Ma gli apparati che ne sono preposti alla gestione sono stati formati, negli ultimi trent’anni, alla luce di criteri direttamente discendenti dalla crisi democratica tipica della II Repubblica.





Cosa farà, dunque, il nostro amatissimo Paese? Si rifugerà nel continuismo gattopardesco che ben lo caratterizza? Cercherà di resistere al medico impietoso che vuol fargli assumere una medicina amara e sgradevole? Si mobiliterà, come a suo tempo fece contro il riformismo socialista, preferendo rubacchiare in quel che rimane piuttosto che investire?





E cosa farà, quando scoprirà che quel denaro non arriva a pioggia nelle tasche di ognuno ma deve essere speso (e ben speso) prima di poter essere toccato?





Tutto sommato il bivio appare chiaro.





Ci viene chiesto di rinunciare (magari per sempre) a quegli aspetti di deteriore italianità che pure tanto ci divertono nelle chiacchiere al bar o in famiglia.





È un balzo in avanti come quello che l’Italia non fece alla caduta del fascismo. Allora alla volontà del Partito d’Azione di operare una netta cesura con il regime si contrappose, vincente, il continuismo togliattiano.
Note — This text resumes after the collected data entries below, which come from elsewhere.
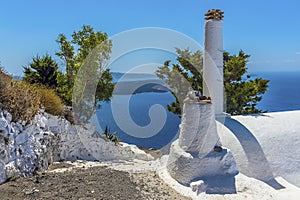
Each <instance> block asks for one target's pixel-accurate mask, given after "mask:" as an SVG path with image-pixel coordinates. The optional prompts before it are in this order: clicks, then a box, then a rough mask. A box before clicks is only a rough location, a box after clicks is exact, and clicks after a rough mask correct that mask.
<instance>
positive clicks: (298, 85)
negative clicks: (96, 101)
mask: <svg viewBox="0 0 300 200" xmlns="http://www.w3.org/2000/svg"><path fill="white" fill-rule="evenodd" d="M123 75H124V74H122V73H113V77H114V81H115V82H118V81H119V80H120V79H122V77H123ZM250 75H251V76H252V78H257V77H260V78H263V79H267V80H270V82H269V88H268V90H267V92H266V93H265V94H264V95H263V98H262V101H261V102H259V103H258V105H257V107H258V108H260V109H261V110H262V111H264V112H282V111H293V110H300V71H298V72H256V73H251V74H250ZM155 79H157V77H156V76H155V75H151V74H129V75H128V74H127V75H126V80H122V81H129V82H130V81H143V80H155ZM112 98H115V99H125V100H124V102H122V101H117V105H118V106H121V107H120V108H121V109H115V110H114V109H112V106H115V105H116V103H114V101H112V102H106V103H105V102H100V103H99V104H100V105H101V108H100V109H98V110H97V112H96V116H97V120H98V122H99V126H100V129H101V131H102V130H104V129H105V128H106V127H108V128H109V130H110V132H111V133H113V134H115V135H116V136H117V137H118V138H119V139H120V140H121V141H123V142H126V143H129V144H135V145H137V146H139V147H145V148H153V149H163V148H164V147H167V146H168V145H169V144H170V143H171V142H172V141H173V140H174V139H175V138H177V137H178V134H179V125H180V122H181V119H180V117H179V116H178V115H175V114H173V113H171V112H169V111H168V110H167V109H166V107H167V105H168V104H170V103H171V102H173V101H174V100H175V98H174V97H173V95H172V94H171V93H170V92H153V91H151V92H142V93H135V94H126V95H124V94H122V95H118V94H116V95H114V96H113V97H112ZM126 99H127V100H128V99H129V100H128V101H126ZM112 104H113V105H112ZM157 105H160V106H161V107H160V108H163V109H164V113H163V114H162V113H160V114H156V115H155V114H154V115H152V118H151V110H152V109H153V108H154V107H155V106H157ZM124 110H125V111H126V112H128V113H129V115H127V114H126V113H125V114H124V113H122V112H125V111H124ZM128 118H130V119H128ZM120 120H121V121H120ZM122 120H124V121H122ZM160 120H164V121H163V125H161V124H162V123H158V122H160ZM126 123H128V124H129V123H134V124H135V126H137V127H140V128H141V129H140V134H139V133H135V134H132V133H130V129H129V130H128V127H126ZM152 123H158V124H160V125H159V126H160V127H155V124H152ZM124 124H125V127H124ZM143 127H144V128H145V129H143ZM149 128H150V130H149ZM138 130H139V129H138ZM145 130H147V131H150V132H151V131H152V130H153V131H156V132H154V133H151V134H148V135H147V134H145Z"/></svg>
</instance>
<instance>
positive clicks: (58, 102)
mask: <svg viewBox="0 0 300 200" xmlns="http://www.w3.org/2000/svg"><path fill="white" fill-rule="evenodd" d="M37 88H38V93H39V94H40V96H41V105H42V106H43V107H44V108H45V111H46V112H47V113H50V114H52V115H62V114H63V112H64V104H63V102H62V100H61V99H60V98H59V96H58V95H57V94H56V93H55V91H54V90H52V89H49V88H46V87H43V86H37Z"/></svg>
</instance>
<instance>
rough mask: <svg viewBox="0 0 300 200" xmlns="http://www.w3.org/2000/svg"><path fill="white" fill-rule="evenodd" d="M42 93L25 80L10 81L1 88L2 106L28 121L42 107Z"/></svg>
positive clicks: (30, 119) (11, 111)
mask: <svg viewBox="0 0 300 200" xmlns="http://www.w3.org/2000/svg"><path fill="white" fill-rule="evenodd" d="M40 99H41V98H40V95H39V94H38V92H37V91H36V90H35V87H34V86H32V85H30V84H28V83H25V82H23V81H10V84H5V86H3V85H2V87H1V88H0V100H1V102H0V106H1V109H6V110H7V111H8V112H10V113H11V114H12V116H13V120H14V121H16V120H17V119H21V120H24V121H26V122H28V121H29V120H31V119H33V117H34V116H35V115H36V114H37V112H38V111H39V108H40Z"/></svg>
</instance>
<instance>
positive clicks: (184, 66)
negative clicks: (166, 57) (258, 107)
mask: <svg viewBox="0 0 300 200" xmlns="http://www.w3.org/2000/svg"><path fill="white" fill-rule="evenodd" d="M176 52H177V54H178V57H177V61H178V63H176V64H172V66H170V61H166V62H165V63H164V66H161V67H159V69H158V70H157V71H156V74H157V76H158V77H159V78H160V79H162V80H163V81H165V82H166V83H167V84H168V85H169V87H170V88H173V90H172V93H173V95H174V96H175V98H176V101H174V102H172V103H171V104H169V105H168V110H169V111H171V112H173V113H175V114H181V110H182V106H183V100H184V98H185V96H186V94H187V92H188V91H189V89H191V88H192V89H193V90H197V91H202V86H203V85H202V84H203V83H202V81H203V78H202V72H203V54H202V52H201V51H196V52H194V53H192V52H190V50H189V49H185V50H180V49H176ZM249 57H250V56H249V55H247V54H245V53H244V52H243V51H240V52H239V54H238V55H229V53H227V52H224V88H225V99H226V112H227V113H230V114H233V115H238V114H249V113H259V112H262V111H261V110H260V109H259V108H257V107H256V106H257V102H259V101H260V100H261V99H262V95H263V94H264V93H265V92H266V90H267V88H268V82H269V81H268V80H264V79H261V78H256V79H252V78H251V76H250V75H246V77H245V74H246V73H247V66H246V65H247V62H248V58H249Z"/></svg>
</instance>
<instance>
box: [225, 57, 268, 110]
mask: <svg viewBox="0 0 300 200" xmlns="http://www.w3.org/2000/svg"><path fill="white" fill-rule="evenodd" d="M249 57H250V55H247V54H245V53H244V52H243V51H240V52H239V54H238V55H229V53H227V52H225V53H224V86H225V87H224V88H225V94H226V111H227V112H228V113H230V114H233V115H238V114H251V113H260V112H262V110H260V109H259V108H257V103H258V102H259V101H261V100H262V95H263V94H264V93H265V92H266V91H267V89H268V82H269V80H264V79H262V78H255V79H253V78H252V77H251V76H250V75H245V74H246V73H247V70H248V69H247V66H246V65H247V62H248V58H249Z"/></svg>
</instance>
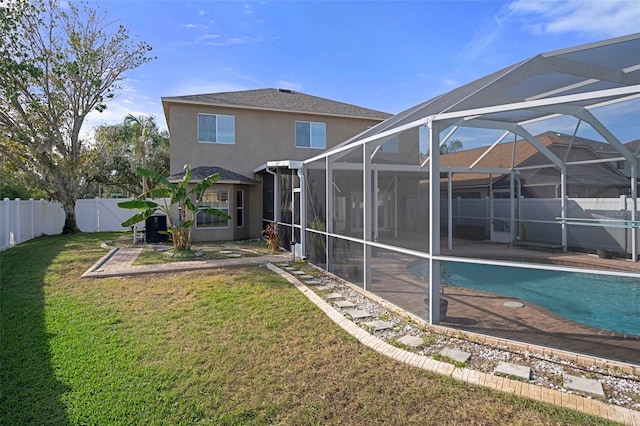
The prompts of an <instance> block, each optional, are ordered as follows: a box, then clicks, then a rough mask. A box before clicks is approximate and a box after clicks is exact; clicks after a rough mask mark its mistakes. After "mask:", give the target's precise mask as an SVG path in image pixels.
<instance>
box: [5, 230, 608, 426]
mask: <svg viewBox="0 0 640 426" xmlns="http://www.w3.org/2000/svg"><path fill="white" fill-rule="evenodd" d="M116 237H117V235H111V234H106V235H105V234H87V235H78V236H56V237H46V238H39V239H36V240H32V241H29V242H27V243H25V244H22V245H19V246H16V247H14V248H13V249H11V250H9V251H7V252H3V253H0V272H1V274H0V326H1V329H0V330H1V334H0V338H1V341H2V345H1V347H0V369H1V370H0V383H2V389H1V390H0V424H2V425H20V424H52V425H84V424H96V425H103V424H109V425H131V424H147V425H160V424H162V425H165V424H171V425H181V424H184V425H187V424H188V425H191V424H215V425H263V424H264V425H266V424H287V425H289V424H291V425H313V424H322V425H327V424H328V425H332V424H335V425H337V424H349V425H376V424H385V425H394V424H403V425H406V424H420V425H422V424H527V425H536V424H538V425H547V424H608V422H606V421H604V420H602V419H598V418H593V417H589V416H586V415H583V414H580V413H577V412H573V411H570V410H566V409H562V408H559V407H556V406H553V405H547V404H542V403H538V402H534V401H531V400H527V399H523V398H519V397H515V396H512V395H509V394H505V393H500V392H495V391H491V390H489V389H485V388H481V387H474V386H469V385H466V384H464V383H462V382H457V381H455V380H453V379H451V378H448V377H444V376H438V375H434V374H431V373H428V372H425V371H422V370H418V369H415V368H412V367H409V366H407V365H404V364H400V363H398V362H396V361H393V360H391V359H388V358H386V357H384V356H381V355H379V354H377V353H375V352H374V351H372V350H370V349H368V348H366V347H364V346H363V345H361V344H360V343H358V342H357V341H356V340H355V339H354V338H352V337H351V336H349V335H348V334H346V333H345V332H344V331H343V330H342V329H341V328H339V327H338V326H337V325H336V324H334V323H333V322H332V321H330V320H329V319H328V318H327V317H326V316H325V315H324V314H323V313H322V312H321V311H320V310H319V309H318V308H317V307H316V306H315V305H313V304H312V303H311V302H310V301H308V300H307V299H306V298H305V297H304V295H302V294H301V293H300V292H299V291H298V290H296V289H295V288H294V287H293V286H291V285H290V284H289V283H288V282H286V281H285V280H283V279H281V278H280V277H279V276H277V275H275V274H273V273H271V272H270V271H268V270H267V269H266V268H264V267H247V268H237V269H224V270H220V271H218V270H216V271H207V272H206V273H204V272H188V273H187V272H185V273H180V274H163V275H146V276H141V277H138V278H136V277H126V278H104V279H80V278H79V277H80V275H81V274H82V272H84V271H85V270H86V269H88V268H89V267H90V266H91V265H92V264H93V263H94V262H95V261H96V260H97V259H99V258H100V257H101V256H102V255H104V254H105V252H106V250H104V249H101V248H100V247H99V242H100V241H101V240H104V239H109V238H116Z"/></svg>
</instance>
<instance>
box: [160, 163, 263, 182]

La classe dirigente diffusa scambiò il diritto di rimanere al potere con il “riconoscimento democratico” nei confronti del PCI. Gli ex fascisti (che avevano bruciato la camicia nera nel camino la notte del 25 Luglio) si dimenticarono del patto Molotov – Ribbentrop, dell’invasione della Polonia, dei separatismi titini e così via…





E, tuttavia, vi sono anche buoni motivi per ben sperare.





La dialettica riapertasi tra Confindustria e Organizzazioni Sindacali è un primo segno di ritorno a quella funzione centrale che ha la società civile in una realtà democratica. I bisogni e le istanze non vengono espressi attraverso una mediazione politica ma direttamente, affidando al Governo il compito doveroso di scegliere e decidere.





La magistratura, squassata da lotte intestine, non appare in grado di sostituirsi (come fece negli anni ’90) alle dinamiche politiche ed istituzionali. Forse, dopo tanto tempo, i giochi non si faranno più nelle aule dei tribunali e i vincitori non verranno proclamati a colpi di maglietto.





Ma, soprattutto, si può ritenere che esista un diffuso tessuto di imprese e di persone che sono consapevoli di come il loro interesse si collochi tutto sul fronte della modernizzazione e della sburocratizzazione dell’Italia.





È un tessuto formatosi e cresciuto “nonostante”, basato frequentemente sulle vere specificità italiane, interessato a confrontarsi con il mondo quanto ad avere una identità nazionale e a pretendere da essa difesa e riconoscimento.





A questa Italia un comico ligure fece credere che il nemico fosse la politica e che, liberandosene, tutti avrebbero visto tempi più lieti e fattivi.





Tra qualche tempo sapremo come sono andate le cose. Se Draghi riuscirà a proseguire il suo lavoro ci restituirà un Paese dove saranno inevitabilmente nate autentiche forze politiche capaci di una nuova dialettica con la società civile.





Se Draghi dovesse non farcela il tessuto economico e sociale dell’Italia verrà inevitabilmente divorato da dinamiche finanziarie superiori per potenza e continuità di azione.





Il mondo nato con la pace di Westfalia è morto. Con esso il suo motto “Cuius regio, eius religio”.





A noi italiani trovare nel nuovo le nuove ragioni di identità e speranza.